Tuesday, 19 November 2013: 10:00 AM

Melanie Chichester, BSN, RNC-OB
Labor & Delivery, Christiana Care Health System, Newark, DE
Terri L. Wyatt, MSN, RNC-LRN, GC-C, CNE
Margaret H. Rollins School of Nursing, Beebe Medical Center, Lewes, DE
Nicole J Hall, MSN, MBA, RN
Margaret H Rollins School of Nursing at Beebe Medical Center, Lewes, DE

Learning Objective 1: The learner will be able to identify opportunities for direct care nurses to demonstrate leadership.

Learning Objective 2: The learner will be able to describe 3 methods to help make low-tech simulation exercises more realistic.

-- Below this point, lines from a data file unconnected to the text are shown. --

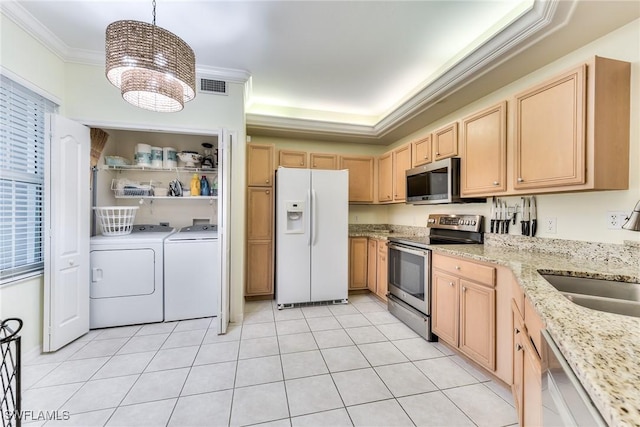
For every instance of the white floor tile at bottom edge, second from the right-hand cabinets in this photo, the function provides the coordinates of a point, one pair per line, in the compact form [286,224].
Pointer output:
[434,410]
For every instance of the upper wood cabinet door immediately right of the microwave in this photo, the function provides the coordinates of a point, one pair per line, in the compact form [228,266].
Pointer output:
[484,149]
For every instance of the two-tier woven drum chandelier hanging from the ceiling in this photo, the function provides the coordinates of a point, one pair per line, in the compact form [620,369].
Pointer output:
[153,68]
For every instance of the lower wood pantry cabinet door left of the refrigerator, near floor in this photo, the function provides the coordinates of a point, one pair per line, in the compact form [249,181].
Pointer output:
[259,268]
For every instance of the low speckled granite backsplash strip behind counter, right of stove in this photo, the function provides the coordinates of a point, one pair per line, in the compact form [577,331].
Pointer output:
[625,254]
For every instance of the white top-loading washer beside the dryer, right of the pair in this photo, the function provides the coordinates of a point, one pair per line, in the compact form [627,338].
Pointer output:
[191,273]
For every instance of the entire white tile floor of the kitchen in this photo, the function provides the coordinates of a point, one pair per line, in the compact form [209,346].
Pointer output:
[337,365]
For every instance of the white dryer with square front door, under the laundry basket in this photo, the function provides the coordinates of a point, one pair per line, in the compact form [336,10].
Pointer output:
[127,282]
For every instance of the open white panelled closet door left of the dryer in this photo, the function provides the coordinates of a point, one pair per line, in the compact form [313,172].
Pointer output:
[67,218]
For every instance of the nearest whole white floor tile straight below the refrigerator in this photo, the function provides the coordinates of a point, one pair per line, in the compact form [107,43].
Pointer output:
[312,394]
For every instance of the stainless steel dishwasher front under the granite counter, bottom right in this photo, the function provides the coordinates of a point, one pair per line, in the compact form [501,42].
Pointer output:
[564,400]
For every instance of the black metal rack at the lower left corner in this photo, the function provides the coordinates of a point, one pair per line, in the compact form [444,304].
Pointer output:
[10,405]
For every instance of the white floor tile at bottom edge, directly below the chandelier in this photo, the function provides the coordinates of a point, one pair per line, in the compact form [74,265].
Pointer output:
[143,414]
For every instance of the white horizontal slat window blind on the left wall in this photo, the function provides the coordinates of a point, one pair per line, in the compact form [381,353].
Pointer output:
[22,175]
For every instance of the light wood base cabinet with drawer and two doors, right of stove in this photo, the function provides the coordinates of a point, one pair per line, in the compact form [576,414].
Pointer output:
[464,312]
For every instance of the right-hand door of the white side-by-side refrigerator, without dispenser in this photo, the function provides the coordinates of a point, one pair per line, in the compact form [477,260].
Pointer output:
[329,235]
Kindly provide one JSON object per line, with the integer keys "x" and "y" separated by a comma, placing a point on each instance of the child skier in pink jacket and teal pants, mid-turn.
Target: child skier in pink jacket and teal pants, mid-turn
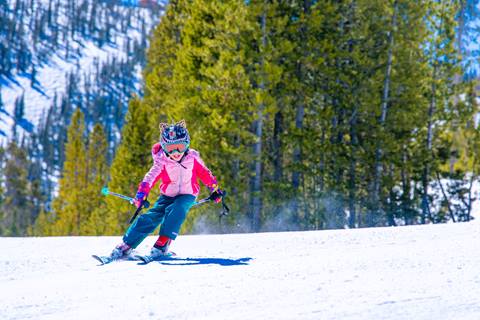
{"x": 178, "y": 167}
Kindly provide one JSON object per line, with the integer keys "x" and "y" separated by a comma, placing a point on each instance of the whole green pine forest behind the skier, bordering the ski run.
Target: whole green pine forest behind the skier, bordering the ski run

Simulation training has become an integral part of nursing students’ education, permitting team drills in a safe setting. But not all nursing education programs can afford a large simulation laboratory with electronic manikins. We sought to develop a postpartum hemorrhage simulation training module with very basic equipment, using creativity to produce an atmosphere of urgency.


Using scenarios developed by a nurse clinician in conjunction with instructors at a small nursing school, we created a comprehensive education plan. After an evidence-based didactic, the "hemorrhage" was created by an enema bag filled with "blood," changing vital signs were indicated on a flip chart, and fundal assessments were done with a small ball under an elastic band on the manikin’s abdomen. Time intervals were compressed to create urgency by giving the students less time to react to each change in the patient’s condition. A debriefing was conducted post-simulation to assess students’ perceptions, provide reflection time, and discuss clinical reasoning.


Twenty-four students participated and evaluated their experiences. All agreed they experienced a feeling of panic as the "patient’s" condition deteriorated, yet felt the review beforehand gave them the tools needed to act. All concurred that this was a valuable experience which should be included in the next year’s curriculum. The faculty appreciated the "real-life" scenarios brought by a practicing clinician. The direct care clinician received the opportunity to "look forward" to other career options as a nurse educator.


Effective simulation training can be carried out without a large budget, using creativity and ingenuity in any setting, whether a small program in the United States or in a rural setting globally. Direct care clinicians willing to share their expertise through specialty topic presentations can "give back" to those who are the future of nursing by collaborating with faculty at nursing programs.